The brainchild of Joe Baum, creator of showpiece NYC dining venues including The Rainbow Room, The Fountain Cafe was designed for Restaurant Associates by James Lamentia. Located on Calvert Vaux’s masterpiece Terrace in one of the most beautiful parts of Central Park, it faced the bronze statue of Lady of the Waters designed by Emma Stubbins in 1868 and installed in 1873. Stubbins was the first woman to receive a public art commission from New York City. Born in the United States, she and her life partner actress Charlotte Cushman were part of the expatriate arts community in Rome, Italy, for 20 years in the late 1800s before returning to New England.

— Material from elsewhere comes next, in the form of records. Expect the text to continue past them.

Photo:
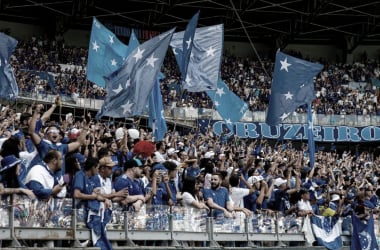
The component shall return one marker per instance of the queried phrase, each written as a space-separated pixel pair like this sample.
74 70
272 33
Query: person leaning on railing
9 171
95 204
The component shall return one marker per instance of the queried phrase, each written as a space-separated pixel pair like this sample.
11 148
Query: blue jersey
219 196
45 146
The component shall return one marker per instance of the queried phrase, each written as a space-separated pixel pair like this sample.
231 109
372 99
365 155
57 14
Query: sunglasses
53 131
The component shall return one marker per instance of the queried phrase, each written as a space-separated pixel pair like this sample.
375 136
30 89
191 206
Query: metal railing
191 114
25 219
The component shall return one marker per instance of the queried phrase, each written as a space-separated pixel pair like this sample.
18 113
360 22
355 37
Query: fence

Though never really about gourmet food and more focused on ambience, the menu of The Fountain Cafe included salads and sandwiches, iced coffee, beer and wine, according to a story that appeared on September 17, 1966 in The New Yorker’s “Talk of the Town” section. The piece described the look and tone of those who lunched there. “Three young matrons carrying Saks Fifth Avenue shopping bags and dressed in nearly identical blue linen frocks settled at a table and, with disarmingly unstudied choreography, slipped off their nearly identical low-heeled shoes. Next to them four businessmen arranged their attache cases at their ankles, took off their jackets, ordered roast beef sandwiches and fell into a discussion of I.B.M stock.”
The cafe, with its green and white umbrellas, was intended to be part of the cultural enhancement of the park and the concept of NYC as a “Fun City,” supported by Mayor Lindsay and his administration. Other activities associated with this effort to energize city activities and bring in revenue included promoting New York as a center for the film industry. According to a 2010 article in Places Journal, “The founding of the Mayor’s Film Office — the first agency of its kind in the world — remains to this day one of the Lindsay administration’s signal achievements, an innovation in governance since replicated by agencies or commissions in almost every state and major city in America, and scores of countries and provinces around the world.”
During this era, Central Park witnessed a range of significant and contrasting events including concerts, protest marches and the Terrace’s increasing popularity as a hangout for hippies and flower children (along with a long unmanaged and increasing presence of drug dealers and addicts). Drastic budget cuts during the fiscal crisis of the 1970s also contributed to a decline in maintenance, increasing public safety concerns.
Eventually, the negatives outweighed the positives, and the Cafe, which may have been too early for its time, closed down. In the following years, major renovations were made to restore the beauty of the Terrace, the fountain and the bronze statue, which was more than 100 years old in 1974 when the Fountain Cafe closed.